Delete is interesting - especially in massively distributed systems. In teh grand scheme, of course, things can't be completely deleted (or at least that cannot be guaranteed).

However ignoring that for a moment, just thinking about how we undo transactions. Properly audited systems allow us to issue "contra" entries to allow the effect of the transaction to be undone. Of course it doesn't undo the transaction - i.e. the fact that the transaction occurred. It is an important Trust boundary and separation of concerns to prperly distinguish the effect from the existence. Of course by simply issuing delete, we conflate those 2 concepts and then wonder why we can't understand history.
Organized crime seems to be better at this.

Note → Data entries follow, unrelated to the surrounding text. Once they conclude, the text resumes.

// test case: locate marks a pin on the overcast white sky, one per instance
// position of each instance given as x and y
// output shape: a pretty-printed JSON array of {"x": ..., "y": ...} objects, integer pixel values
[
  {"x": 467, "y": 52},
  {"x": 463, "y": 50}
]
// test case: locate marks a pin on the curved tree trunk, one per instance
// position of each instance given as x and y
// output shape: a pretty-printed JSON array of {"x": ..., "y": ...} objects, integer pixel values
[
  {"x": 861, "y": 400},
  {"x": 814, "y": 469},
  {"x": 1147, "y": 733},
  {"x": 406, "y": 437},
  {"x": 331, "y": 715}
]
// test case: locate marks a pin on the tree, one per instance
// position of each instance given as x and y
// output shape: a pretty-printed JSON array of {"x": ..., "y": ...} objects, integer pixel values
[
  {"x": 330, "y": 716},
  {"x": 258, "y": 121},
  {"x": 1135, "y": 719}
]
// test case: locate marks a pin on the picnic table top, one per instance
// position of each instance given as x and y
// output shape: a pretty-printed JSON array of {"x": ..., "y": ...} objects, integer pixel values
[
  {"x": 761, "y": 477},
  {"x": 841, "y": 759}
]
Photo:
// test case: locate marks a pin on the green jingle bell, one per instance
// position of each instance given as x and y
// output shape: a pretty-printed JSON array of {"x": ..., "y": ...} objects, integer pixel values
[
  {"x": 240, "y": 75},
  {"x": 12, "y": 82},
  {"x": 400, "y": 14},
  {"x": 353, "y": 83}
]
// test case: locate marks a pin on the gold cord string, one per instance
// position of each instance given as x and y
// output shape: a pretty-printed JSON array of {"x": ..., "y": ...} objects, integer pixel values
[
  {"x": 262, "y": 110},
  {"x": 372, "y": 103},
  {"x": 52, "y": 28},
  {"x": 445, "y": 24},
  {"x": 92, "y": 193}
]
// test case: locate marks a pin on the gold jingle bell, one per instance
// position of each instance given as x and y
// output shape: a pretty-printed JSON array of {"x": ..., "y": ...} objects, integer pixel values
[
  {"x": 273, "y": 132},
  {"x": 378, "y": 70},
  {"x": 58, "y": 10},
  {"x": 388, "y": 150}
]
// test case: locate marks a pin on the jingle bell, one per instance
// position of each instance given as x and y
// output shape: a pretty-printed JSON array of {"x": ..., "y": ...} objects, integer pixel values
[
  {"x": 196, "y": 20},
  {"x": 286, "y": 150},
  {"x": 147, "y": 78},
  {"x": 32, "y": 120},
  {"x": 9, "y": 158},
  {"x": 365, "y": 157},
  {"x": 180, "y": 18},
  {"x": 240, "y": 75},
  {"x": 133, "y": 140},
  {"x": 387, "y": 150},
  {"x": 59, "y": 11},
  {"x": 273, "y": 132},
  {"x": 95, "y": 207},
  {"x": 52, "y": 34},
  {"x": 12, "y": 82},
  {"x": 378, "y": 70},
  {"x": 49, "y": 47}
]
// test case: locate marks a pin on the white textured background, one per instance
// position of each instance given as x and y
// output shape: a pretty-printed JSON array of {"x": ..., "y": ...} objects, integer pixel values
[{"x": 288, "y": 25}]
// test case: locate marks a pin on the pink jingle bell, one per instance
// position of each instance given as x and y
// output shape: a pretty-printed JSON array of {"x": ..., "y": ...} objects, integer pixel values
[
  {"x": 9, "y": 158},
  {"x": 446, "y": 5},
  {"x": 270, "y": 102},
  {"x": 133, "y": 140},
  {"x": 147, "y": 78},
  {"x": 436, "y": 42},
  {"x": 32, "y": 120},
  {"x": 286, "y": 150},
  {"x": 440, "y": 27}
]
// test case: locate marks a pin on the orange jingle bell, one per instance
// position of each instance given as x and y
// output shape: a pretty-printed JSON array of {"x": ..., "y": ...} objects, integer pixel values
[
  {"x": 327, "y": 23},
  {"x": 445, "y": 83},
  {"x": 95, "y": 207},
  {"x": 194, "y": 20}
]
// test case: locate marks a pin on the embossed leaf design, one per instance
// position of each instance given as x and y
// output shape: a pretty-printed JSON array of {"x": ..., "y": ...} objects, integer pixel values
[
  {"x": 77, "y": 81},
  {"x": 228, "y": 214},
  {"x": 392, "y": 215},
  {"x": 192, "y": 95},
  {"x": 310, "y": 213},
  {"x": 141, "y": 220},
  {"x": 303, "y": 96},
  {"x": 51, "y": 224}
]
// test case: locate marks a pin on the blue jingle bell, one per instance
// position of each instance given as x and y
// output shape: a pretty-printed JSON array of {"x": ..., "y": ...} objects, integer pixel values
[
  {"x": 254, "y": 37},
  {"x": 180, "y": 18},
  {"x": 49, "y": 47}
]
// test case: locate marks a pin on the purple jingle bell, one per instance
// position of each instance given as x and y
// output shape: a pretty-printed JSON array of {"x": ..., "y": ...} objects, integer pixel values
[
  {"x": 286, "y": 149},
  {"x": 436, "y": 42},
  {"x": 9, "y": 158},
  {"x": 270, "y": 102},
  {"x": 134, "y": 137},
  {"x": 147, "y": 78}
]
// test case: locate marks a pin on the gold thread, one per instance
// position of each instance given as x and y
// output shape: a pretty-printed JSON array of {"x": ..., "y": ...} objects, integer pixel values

Don't write anything down (unless you have to) and kill any distributed copies of the data (literally!)

dave hollander said...

Of course, this ties into the previous post on compensating transactions and complexity. The inability to back track because of update and delete make compensation so much more "interesting".

Anonymous said...

personally I have a BI background and I feel you just give the perfect example why we shouldn't just keep all history.

If the account changes name or address that's info that can be used current and historically. Knowing that there was a version without social secno for the 5min however has very little value in most situations

cbbrowne said...

This evokes, to my mind, the MVCC concept (MultiVersion Concurrency Control), where tuples don't normally get updated, but rather the DBMS just writes new versions.

The one trouble with that is that typically this is done fairly much invisibly to the user, so that it's mighty difficult to arbitrarily get back to elder versions.

Here's an example of how it's sometimes accessible: Time Travel in PostgreSQL. But that's an answer only for one DBMS for some scenarios.

VJ Kumar said...

In Oracle, you can just say:

select * from any_table as of

This is trivial in comparison to the Postgresql solution. It is unclear why other MVCC vendors(Postgresql, InnDB, Firebird, SQL Server >=2005) do not expose this kind of functionality.

Chris Bird said...

I generally disapprove of anonymous posters, but I will respond to the one above. It isn't axiomatic that "Knowing that there was a version without social secno for the 5min however has very little value in most situations".

It really does depend on why you are thinking about this. For example, discovering that people enter their social security number late in the process can give us some clues as to whether we have designed the process properly.
o while I may not have made that argument properly in the original post, there is more than just the current data value to think about. Sure from a pure BI perspective that timing of social security number entry probably doesn't matter. However for process improvement it may. Our data are not single purposed. So throwing values away can be fraught.

Bottom line for me - update in place should not be the kind of no-brainer default method of managing databases. We should look to the broader perspective to decide.

sayap said...

We tried to keep all UPDATE/DELETE history on a few tables, i.e. the transaction time side of bitemporal. So far, from a BI perspective, this has yielded 0 value.

For BI, the other side of bitemporal, i.e. valid time, is much more useful.

John Schlesinger said...

For me the bigger picture here is that an enterprise application needs to separate completely the read/write (scratchpad) side of the data model from the read-only (historical) side. Chris is well aware of the pioneering work done by the global distribution systems over the last ten years as the ratio of 'looks' to 'books' went from 5 to 1 to 1000 to 1. The same is happening in banking. If a teller transacts, it is 5 to 1. If I do it over the Internet 50 to 1, if I do it on mobile 500 to 1 and if the Internet of Things (credit cards, fridges) does it 5000 to 1. So we are changing our product to have two data models, a transactional one and a reporting one. This is not data warehousing, the data is homogeneous. But the change is profound. The read only database is a source of time consistent bulk change. The read only database is not an interface at all, merely a side effect of doing the record keeping.